Ibu Liu menyuruh kelompok itu pergi dan memanggil kelompok lain masuk.

Yun Yi menilai sekali lagi, tetap belum menemukan yang cocok, wajahnya makin mengerut. “Bukannya tadi kau bilang ada yang baru datang, yang... belum dididik?”

Ibu Liu tertegun, agak ragu, “Ada beberapa, tapi belum dididik, tabiatnya masih...”

Belum selesai bicara, Yun Yi sudah melambaikan tangan memotong, “Bawa saja ke sini, aku mau lihat dulu.”

Untuk budak baru yang agak bandel, kalau memang bisa diatur, Yun Yi tak perlu repot mendidik lagi. Ibu Liu tentu senang, “Baiklah, tunggu sebentar.”

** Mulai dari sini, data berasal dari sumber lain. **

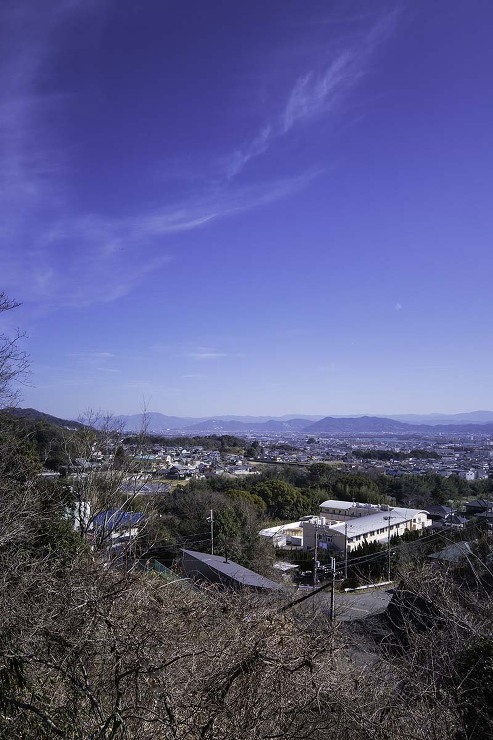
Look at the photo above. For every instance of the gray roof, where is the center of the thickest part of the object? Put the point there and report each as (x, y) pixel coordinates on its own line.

Tak lama kemudian, terdengar suara rantai beradu, beberapa sosok muncul dari samping gerbang halaman.

Di depan adalah sepasang saudari kembar, meski tidak terbelenggu rantai, tangan mereka tetap diikat tali.

Di belakang mereka berdiri seorang pria berambut acak-acakan, wajahnya tak terlihat jelas, tubuhnya tinggi besar, pasti hampir dua meter. Meski bagian atas tubuhnya telanjang dan dipenuhi rantai, luka-luka bekas cambuk masih tampak jelas, terutama sebuah pola hitam yang menutupi dada.

Tato?

Orang ini cukup gaya juga.

Ujung rantai dipegang dua pria kekar lain, masing-masing membawa cambuk panjang dan sebilah golok melingkar di pinggang.

Berdiri di sebelah si pria bertato, kedua lelaki itu tampak lebih pendek.

Harus diakui, tiga orang ini membuat Yun Yi tertarik.

Ibu Liu membisik di samping Yun Yi, “Bagaimana? Dua gadis kembar ini penampilannya bagus, walau masih muda, mereka bisa baca tulis. Walau belum sempat dididik, harganya tidak murah, dan kalau mau beli, harus dua-duanya sekaligus. Surat kontrak mereka sudah di Ibu, tak perlu repot ke kantor pemerintah.”

Jujur saja, Yun Yi memang tertarik, tapi melihat kulit mereka yang halus, jelas bukan tipikal pekerja bersih-bersih atau tukang kebun, malah lebih mirip anak bangsawan.

Orang seperti itu tak berguna untuknya.